Na wat gekeuvel over verantwoordelijkheden, discipline en bescherming tegen boetes die misschien worden ingevoerd en die bestuurders hard zullen raken, werd de reden waarom de bestuursmaanden-toewijzing aangepast diende te worden mij niet duidelijk. Bescherming van studenten tegen de langstudeerboete bleek bijvoorbeeld ook geen sterk argument tegen bestuursfuncties. Als de LKvV-maatregel (van de landelijke kamer voor verenigingen) wordt ingevoerd is dat voor Kortmann geen reden om het standpunt over fulltime besturen te wijzigen.
Argument na argument bekroop mij het gevoel dat het ‘slechts’ een motie van wantrouwen betrof jegens de huidige bestuursmaanden-toewijzing.
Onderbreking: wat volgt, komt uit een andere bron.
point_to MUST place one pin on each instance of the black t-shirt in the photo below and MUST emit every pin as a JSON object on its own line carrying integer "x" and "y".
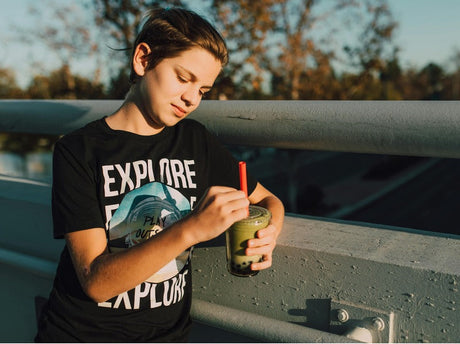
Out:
{"x": 133, "y": 186}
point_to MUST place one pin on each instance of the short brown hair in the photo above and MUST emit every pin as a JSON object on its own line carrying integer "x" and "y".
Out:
{"x": 169, "y": 32}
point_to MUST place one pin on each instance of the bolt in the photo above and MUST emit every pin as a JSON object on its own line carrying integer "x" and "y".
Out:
{"x": 378, "y": 323}
{"x": 342, "y": 315}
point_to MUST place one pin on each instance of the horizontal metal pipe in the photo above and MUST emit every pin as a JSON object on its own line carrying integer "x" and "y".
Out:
{"x": 258, "y": 327}
{"x": 417, "y": 128}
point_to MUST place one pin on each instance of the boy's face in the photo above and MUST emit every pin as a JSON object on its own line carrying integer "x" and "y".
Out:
{"x": 174, "y": 88}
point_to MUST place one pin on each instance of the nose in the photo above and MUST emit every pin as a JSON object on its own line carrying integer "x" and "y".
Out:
{"x": 191, "y": 96}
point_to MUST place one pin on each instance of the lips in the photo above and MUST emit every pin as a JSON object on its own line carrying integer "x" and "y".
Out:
{"x": 180, "y": 112}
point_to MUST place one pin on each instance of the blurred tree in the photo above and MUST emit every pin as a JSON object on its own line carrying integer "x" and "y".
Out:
{"x": 431, "y": 79}
{"x": 374, "y": 57}
{"x": 65, "y": 31}
{"x": 8, "y": 87}
{"x": 62, "y": 84}
{"x": 290, "y": 42}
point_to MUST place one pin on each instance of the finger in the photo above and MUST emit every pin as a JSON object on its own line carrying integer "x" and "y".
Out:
{"x": 267, "y": 231}
{"x": 264, "y": 264}
{"x": 257, "y": 242}
{"x": 260, "y": 250}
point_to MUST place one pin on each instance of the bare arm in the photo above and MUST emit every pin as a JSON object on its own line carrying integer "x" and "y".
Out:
{"x": 104, "y": 275}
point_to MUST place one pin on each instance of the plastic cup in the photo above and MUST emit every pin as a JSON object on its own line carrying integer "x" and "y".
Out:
{"x": 237, "y": 237}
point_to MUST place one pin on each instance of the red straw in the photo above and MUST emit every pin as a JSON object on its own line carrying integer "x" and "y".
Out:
{"x": 243, "y": 179}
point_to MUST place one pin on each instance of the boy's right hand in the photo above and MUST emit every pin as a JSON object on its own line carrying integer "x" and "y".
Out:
{"x": 217, "y": 210}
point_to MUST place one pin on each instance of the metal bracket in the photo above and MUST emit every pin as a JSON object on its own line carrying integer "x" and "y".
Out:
{"x": 346, "y": 317}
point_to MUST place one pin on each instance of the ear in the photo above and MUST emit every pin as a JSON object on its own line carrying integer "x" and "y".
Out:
{"x": 140, "y": 61}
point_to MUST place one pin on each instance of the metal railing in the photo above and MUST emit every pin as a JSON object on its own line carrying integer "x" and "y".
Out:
{"x": 413, "y": 128}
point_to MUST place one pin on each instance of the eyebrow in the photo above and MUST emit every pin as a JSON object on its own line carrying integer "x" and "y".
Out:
{"x": 192, "y": 76}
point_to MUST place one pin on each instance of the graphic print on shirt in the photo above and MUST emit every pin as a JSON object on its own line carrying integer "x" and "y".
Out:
{"x": 145, "y": 212}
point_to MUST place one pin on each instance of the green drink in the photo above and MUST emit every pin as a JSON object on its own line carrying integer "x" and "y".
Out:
{"x": 237, "y": 236}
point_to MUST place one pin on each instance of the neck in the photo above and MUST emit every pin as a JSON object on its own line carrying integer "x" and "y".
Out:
{"x": 132, "y": 118}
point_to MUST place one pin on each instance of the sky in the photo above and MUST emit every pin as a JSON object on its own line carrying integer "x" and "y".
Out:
{"x": 429, "y": 31}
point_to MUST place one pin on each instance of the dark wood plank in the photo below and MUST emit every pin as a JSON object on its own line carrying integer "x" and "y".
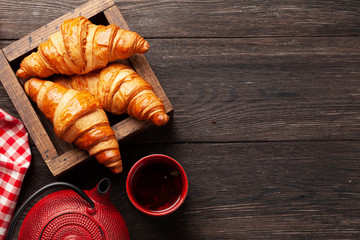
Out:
{"x": 262, "y": 89}
{"x": 282, "y": 190}
{"x": 138, "y": 61}
{"x": 201, "y": 18}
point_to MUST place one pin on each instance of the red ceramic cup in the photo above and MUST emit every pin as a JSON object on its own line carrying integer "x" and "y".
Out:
{"x": 157, "y": 185}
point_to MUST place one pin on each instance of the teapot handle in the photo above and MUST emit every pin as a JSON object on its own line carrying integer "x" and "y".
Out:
{"x": 36, "y": 194}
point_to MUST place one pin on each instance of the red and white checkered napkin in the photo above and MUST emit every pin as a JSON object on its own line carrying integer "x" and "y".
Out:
{"x": 15, "y": 157}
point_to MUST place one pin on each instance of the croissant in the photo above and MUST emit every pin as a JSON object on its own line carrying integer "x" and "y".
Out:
{"x": 80, "y": 47}
{"x": 77, "y": 118}
{"x": 119, "y": 89}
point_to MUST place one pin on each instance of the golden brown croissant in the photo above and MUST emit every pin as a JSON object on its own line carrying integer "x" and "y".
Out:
{"x": 80, "y": 47}
{"x": 119, "y": 89}
{"x": 78, "y": 118}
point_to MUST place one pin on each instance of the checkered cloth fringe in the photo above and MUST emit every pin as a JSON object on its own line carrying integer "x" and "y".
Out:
{"x": 15, "y": 159}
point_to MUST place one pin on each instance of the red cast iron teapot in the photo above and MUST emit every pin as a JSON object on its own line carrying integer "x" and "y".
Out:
{"x": 71, "y": 215}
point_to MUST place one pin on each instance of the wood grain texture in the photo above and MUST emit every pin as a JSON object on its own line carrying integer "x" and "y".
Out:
{"x": 266, "y": 120}
{"x": 250, "y": 18}
{"x": 138, "y": 61}
{"x": 284, "y": 190}
{"x": 67, "y": 155}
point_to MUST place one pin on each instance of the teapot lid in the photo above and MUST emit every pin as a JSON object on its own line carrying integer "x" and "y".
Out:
{"x": 72, "y": 215}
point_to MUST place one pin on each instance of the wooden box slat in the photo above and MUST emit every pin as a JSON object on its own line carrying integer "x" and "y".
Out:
{"x": 59, "y": 156}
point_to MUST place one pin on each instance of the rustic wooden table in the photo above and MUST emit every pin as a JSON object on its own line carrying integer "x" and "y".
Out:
{"x": 266, "y": 122}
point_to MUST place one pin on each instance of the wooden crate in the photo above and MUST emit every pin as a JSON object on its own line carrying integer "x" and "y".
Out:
{"x": 58, "y": 155}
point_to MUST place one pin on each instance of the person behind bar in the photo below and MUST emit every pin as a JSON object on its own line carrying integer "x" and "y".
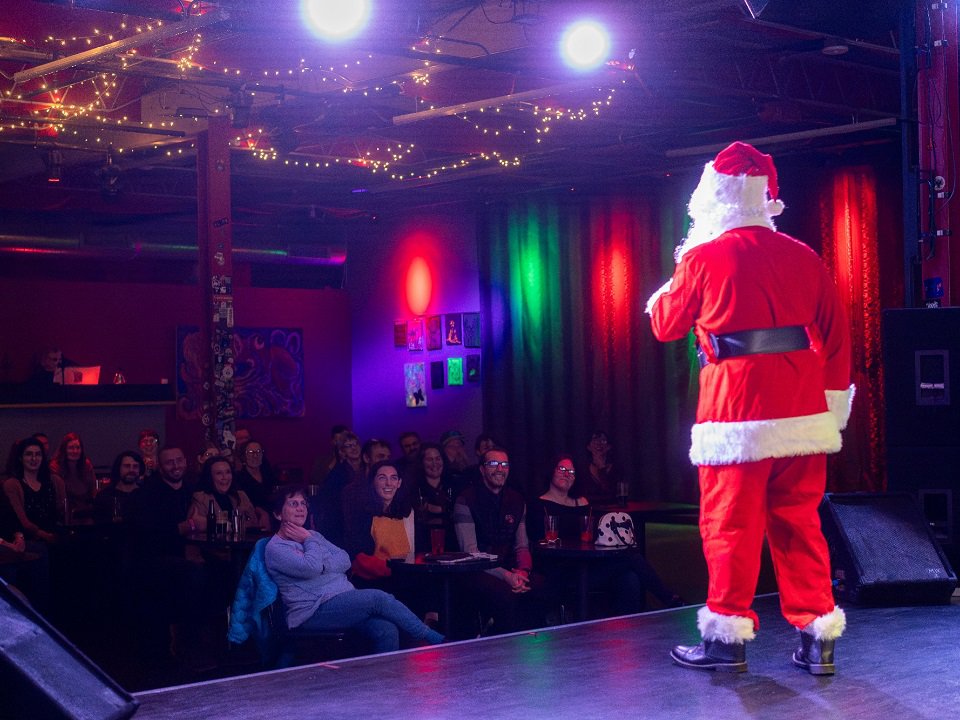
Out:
{"x": 774, "y": 396}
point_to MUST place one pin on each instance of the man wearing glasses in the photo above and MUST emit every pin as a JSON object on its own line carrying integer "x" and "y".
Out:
{"x": 490, "y": 517}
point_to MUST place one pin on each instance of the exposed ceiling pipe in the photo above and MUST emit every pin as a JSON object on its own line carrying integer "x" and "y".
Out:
{"x": 73, "y": 247}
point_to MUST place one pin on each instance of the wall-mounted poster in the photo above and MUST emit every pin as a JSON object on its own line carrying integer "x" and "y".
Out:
{"x": 436, "y": 375}
{"x": 434, "y": 332}
{"x": 454, "y": 371}
{"x": 473, "y": 368}
{"x": 415, "y": 334}
{"x": 471, "y": 329}
{"x": 415, "y": 384}
{"x": 454, "y": 328}
{"x": 265, "y": 364}
{"x": 400, "y": 333}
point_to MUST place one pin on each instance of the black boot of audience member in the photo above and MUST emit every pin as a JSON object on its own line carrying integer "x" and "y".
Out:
{"x": 712, "y": 655}
{"x": 814, "y": 656}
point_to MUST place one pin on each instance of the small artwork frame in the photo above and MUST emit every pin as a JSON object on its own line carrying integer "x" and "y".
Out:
{"x": 472, "y": 372}
{"x": 415, "y": 334}
{"x": 471, "y": 329}
{"x": 415, "y": 384}
{"x": 454, "y": 371}
{"x": 434, "y": 332}
{"x": 400, "y": 333}
{"x": 453, "y": 328}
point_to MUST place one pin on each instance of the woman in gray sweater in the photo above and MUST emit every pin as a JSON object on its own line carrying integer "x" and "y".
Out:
{"x": 310, "y": 573}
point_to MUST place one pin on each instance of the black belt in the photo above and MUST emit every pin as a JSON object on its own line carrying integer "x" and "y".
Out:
{"x": 753, "y": 342}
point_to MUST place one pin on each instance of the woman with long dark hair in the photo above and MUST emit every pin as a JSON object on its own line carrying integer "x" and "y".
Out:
{"x": 34, "y": 496}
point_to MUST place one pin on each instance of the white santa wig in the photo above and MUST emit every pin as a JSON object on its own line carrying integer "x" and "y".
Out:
{"x": 738, "y": 188}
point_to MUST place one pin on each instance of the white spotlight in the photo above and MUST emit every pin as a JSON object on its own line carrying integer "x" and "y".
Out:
{"x": 335, "y": 20}
{"x": 585, "y": 45}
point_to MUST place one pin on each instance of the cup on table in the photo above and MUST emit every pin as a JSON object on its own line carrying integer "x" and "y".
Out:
{"x": 551, "y": 526}
{"x": 586, "y": 528}
{"x": 438, "y": 539}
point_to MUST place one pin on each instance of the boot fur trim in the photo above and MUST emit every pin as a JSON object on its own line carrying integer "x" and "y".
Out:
{"x": 829, "y": 626}
{"x": 725, "y": 628}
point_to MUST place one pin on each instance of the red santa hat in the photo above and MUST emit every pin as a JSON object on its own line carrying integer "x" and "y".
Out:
{"x": 740, "y": 186}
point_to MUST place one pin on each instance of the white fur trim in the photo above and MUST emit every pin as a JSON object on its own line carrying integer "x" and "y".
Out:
{"x": 728, "y": 443}
{"x": 840, "y": 403}
{"x": 656, "y": 296}
{"x": 725, "y": 628}
{"x": 829, "y": 626}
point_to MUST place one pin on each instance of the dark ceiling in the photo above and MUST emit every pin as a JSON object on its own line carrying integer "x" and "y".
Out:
{"x": 441, "y": 101}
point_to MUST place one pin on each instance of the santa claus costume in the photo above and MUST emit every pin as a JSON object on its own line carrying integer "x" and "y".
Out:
{"x": 774, "y": 395}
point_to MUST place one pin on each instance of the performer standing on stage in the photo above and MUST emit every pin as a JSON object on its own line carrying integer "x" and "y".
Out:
{"x": 774, "y": 396}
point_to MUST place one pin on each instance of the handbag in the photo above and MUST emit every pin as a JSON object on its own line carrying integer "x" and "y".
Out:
{"x": 615, "y": 530}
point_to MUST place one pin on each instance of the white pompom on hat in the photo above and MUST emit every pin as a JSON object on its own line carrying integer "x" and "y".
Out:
{"x": 739, "y": 187}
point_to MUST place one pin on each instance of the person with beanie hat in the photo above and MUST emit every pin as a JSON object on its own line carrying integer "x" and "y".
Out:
{"x": 775, "y": 394}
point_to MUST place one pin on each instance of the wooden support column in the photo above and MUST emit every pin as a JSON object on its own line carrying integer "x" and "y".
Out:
{"x": 215, "y": 240}
{"x": 938, "y": 111}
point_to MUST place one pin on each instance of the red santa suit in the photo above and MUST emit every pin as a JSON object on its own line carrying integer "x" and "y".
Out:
{"x": 765, "y": 421}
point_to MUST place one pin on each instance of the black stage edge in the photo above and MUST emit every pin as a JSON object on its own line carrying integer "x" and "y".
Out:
{"x": 892, "y": 663}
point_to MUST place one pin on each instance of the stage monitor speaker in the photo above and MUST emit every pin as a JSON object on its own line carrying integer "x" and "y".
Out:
{"x": 43, "y": 676}
{"x": 883, "y": 552}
Een probleem of wantrouwen dat je volgens mij beter verhelpt met een goede coaching aan studentenorganisaties, om daarmee of tot efficiënter bestuur te komen, of via feedback tot meer begrip aan onze top.
Eén van Kortmanns plannen betreft opdelen van het budget in een ‘vast deel’ en een ‘prestatie deel’. Het vaste deel is een vergoeding op basis van de intensiteit van de functie, vergelijkbaar met het huidige bestuursmaanden-systeem. Door een deel van het totale budget te oormerken als ‘prestatie deel’, zouden bestuurders die naast hun bestuursfunctie een aanzienlijk aantal studiepunten weten te behalen extra beloond worden. Alsof de kosten van vertraging voor de student niet al voldoende aanleiding zouden geven te studeren waar mogelijk. Deze regeling zou studenten in overgewaardeerde bestuursfuncties, waarvoor meer maanden staan dan nodig, een interessant financieel voordeel geven. Het falen van de huidige bestuursmaanden-toewijzing wordt voor sommige verenigingen zo wel heel lucratief.
Er is nog een ander probleem. De prestatie van een studentbestuurder eenzijdig meten aan het studiesucces is een perverse prikkel om bestuurswerk minder zorgvuldig te doen. De ‘prestaties’ binnen de bestuursfunctie worden niet gemeten. Binnen studentenorganisaties heb ik ‘lamballen’ gezien, die naast hun bestuursfunctie misschien best wat meer hadden kunnen studeren. Minstens zo vaak zag ik echter studentbestuurders wiens studie nergens onder leed, maar die wat betreft hun bestuursfunctie de grootste lamballen waren. Dat ging altijd ten koste van studenten of studentenorganisatie, of, en dat is minstens zo zorgwekkend, van medebestuursleden die de taken vervolgens moesten overnemen.
Het belonen van slecht besturen moet je niet willen.